Investors digested results from six of the ‘Magnificent 7’ in the past two weeks. After A Magnificent Year, it is time for the companies to deliver the rise in earnings to support their lofty stock prices. Unfortunately, only one company, Meta Platforms, shows positive performance since reporting. This stock price performance for the group reflects that earnings results compared to estimates have largely come in-line, a marked slowdown from the typical earnings beats.

Earnings estimates for the six of the Magnificent 7 only slightly increased after their report, according to FactSet. In fact, four of the six saw their earnings per share (“EPS”) estimates decline compared to the beginning of the year as shown in the table below. Amazon is the notable standout, with the company’s EPS estimates for 2025 increasing by 1.3%, while Tesla saw the largest decrease at 11.9%. Excluding Tesla’s large negative revision, the average estimate revision to the remaining five was only 0.1%.

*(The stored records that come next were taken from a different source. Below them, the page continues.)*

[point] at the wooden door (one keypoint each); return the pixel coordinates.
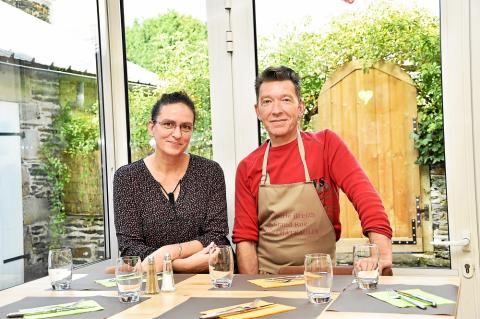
(374, 112)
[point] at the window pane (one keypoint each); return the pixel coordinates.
(371, 72)
(51, 186)
(166, 45)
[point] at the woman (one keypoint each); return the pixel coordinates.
(171, 201)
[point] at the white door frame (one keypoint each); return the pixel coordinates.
(461, 84)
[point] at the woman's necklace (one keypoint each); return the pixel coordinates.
(171, 196)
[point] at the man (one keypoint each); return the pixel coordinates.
(286, 191)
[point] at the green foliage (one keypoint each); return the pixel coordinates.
(175, 47)
(382, 32)
(75, 132)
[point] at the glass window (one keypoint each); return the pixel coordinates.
(51, 191)
(166, 44)
(371, 72)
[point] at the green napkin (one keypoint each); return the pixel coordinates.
(387, 296)
(64, 309)
(111, 282)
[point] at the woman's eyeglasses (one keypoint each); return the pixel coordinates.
(171, 125)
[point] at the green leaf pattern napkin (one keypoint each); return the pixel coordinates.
(387, 296)
(64, 309)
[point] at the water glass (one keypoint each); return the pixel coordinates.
(318, 277)
(60, 268)
(365, 265)
(128, 274)
(220, 266)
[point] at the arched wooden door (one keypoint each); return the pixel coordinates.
(374, 112)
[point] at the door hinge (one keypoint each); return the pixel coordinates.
(229, 40)
(414, 236)
(228, 32)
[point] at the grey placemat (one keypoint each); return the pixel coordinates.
(111, 305)
(88, 282)
(357, 300)
(192, 307)
(240, 283)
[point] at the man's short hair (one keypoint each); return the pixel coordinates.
(278, 73)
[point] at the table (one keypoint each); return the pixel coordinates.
(199, 286)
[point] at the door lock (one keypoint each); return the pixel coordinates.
(468, 269)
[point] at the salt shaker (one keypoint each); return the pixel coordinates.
(168, 284)
(152, 280)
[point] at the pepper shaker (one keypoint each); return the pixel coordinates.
(168, 284)
(152, 280)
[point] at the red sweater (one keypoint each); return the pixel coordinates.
(331, 166)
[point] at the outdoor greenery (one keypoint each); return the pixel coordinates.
(173, 46)
(75, 133)
(382, 32)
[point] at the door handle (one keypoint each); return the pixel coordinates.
(464, 242)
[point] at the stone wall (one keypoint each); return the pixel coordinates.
(39, 94)
(441, 255)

This 0.1% increase in estimates is a sharp slowdown compared to the year ago period. During the last fourth quarter reporting period (in the first calendar quarter of 2024) EPS estimates for those same five companies were revised upward by 4.8%, as shown below. The fourth quarter reporting period (which just concluded) is one of the most important of the four reporting seasons all year, as many management teams issue preliminary full year-guidance for the first time to help analysts refine their models. This dynamic often results in large changes to full year earnings estimates because of the forward guidance provided. Having such a muted upward revision may portend that expectations are already too high for these companies.

The latest earnings season for the Magnificent 7 has largely delivered results that were in-line with expectations. Despite this, only one of the six has seen their stock price rise since reporting. Earnings forecasts for the group saw minimal upward revisions, with some even declining, highlighting a slowdown in growth momentum. The contrast is stark compared to last year’s fourth-quarter results, when estimates rose significantly. The muted earnings revisions and stock reactions may signal that current expectations have already been priced in. Though, of course, estimates can be catalyzed to move higher or lower. Investors should weigh whether the current valuations still justify the growth outlook ahead.